How to Scale Billion-Order Databases with Sharding, Partitioning, and Cold Data Strategies
This article explains how to handle billions of orders by classifying hot and cold data, storing them in MySQL, Elasticsearch, and Hive, and applying MySQL sharding, table splitting, and combined database‑table strategies to improve scalability and performance.
Background
As order volume grows to billions over three months, a single‑database single‑table design can no longer meet performance and cost requirements.
Order Data Segmentation
Orders are divided into hot data (last 3 months) and two tiers of cold data: A (3‑12 months) and B (older than 1 year). Hot data requires fast, real‑time queries; cold data can tolerate slower access.
Hot data: stored in MySQL with sharding and table partitioning.
Cold data A: stored in Elasticsearch for relatively fast search.
Cold data B: archived in Hive for occasional offline analysis.

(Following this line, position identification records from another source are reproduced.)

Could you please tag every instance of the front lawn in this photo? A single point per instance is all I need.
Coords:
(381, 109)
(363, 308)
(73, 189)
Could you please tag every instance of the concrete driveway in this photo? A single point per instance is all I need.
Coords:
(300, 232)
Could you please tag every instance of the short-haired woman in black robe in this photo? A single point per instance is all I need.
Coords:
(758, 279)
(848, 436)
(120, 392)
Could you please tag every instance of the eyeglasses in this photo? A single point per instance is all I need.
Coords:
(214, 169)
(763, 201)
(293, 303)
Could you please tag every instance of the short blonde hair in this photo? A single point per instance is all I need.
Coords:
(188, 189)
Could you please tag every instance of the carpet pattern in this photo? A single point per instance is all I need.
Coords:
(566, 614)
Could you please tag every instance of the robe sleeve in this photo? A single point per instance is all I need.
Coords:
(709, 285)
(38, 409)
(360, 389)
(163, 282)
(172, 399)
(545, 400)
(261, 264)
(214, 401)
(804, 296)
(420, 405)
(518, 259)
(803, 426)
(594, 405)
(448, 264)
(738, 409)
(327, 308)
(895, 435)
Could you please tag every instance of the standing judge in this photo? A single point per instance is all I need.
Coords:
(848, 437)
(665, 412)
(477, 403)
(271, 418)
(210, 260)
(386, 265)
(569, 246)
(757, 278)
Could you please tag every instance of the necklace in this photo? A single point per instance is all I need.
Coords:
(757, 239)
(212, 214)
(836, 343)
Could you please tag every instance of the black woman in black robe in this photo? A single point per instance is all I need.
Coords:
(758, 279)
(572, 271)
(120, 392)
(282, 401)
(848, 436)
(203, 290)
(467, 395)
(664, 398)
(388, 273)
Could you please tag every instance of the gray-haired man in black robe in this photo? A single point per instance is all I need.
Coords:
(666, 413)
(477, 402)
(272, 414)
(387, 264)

MySQL Sharding and Partitioning
Business‑Level Splitting
Initially many services share one database, but as the system grows, separating business domains (user, product, order, etc.) into different databases reduces contention and improves throughput.
Separate databases for each business domain distribute load across multiple machines.
Table Splitting Strategy
Use order_id as the shard key; create many tables (e.g., 100) and route rows by order_id % 100. If queries need to be based on user_id, the shard key must be changed accordingly.
CREATE TABLE `order` (
order_id BIGINT(11) NOT NULL,
...
);Example of modulo routing for table selection:
Database Splitting Strategy
Similar modulo routing can be applied at the database level: order_id % number_of_databases. Non‑numeric IDs can be hashed before modulo.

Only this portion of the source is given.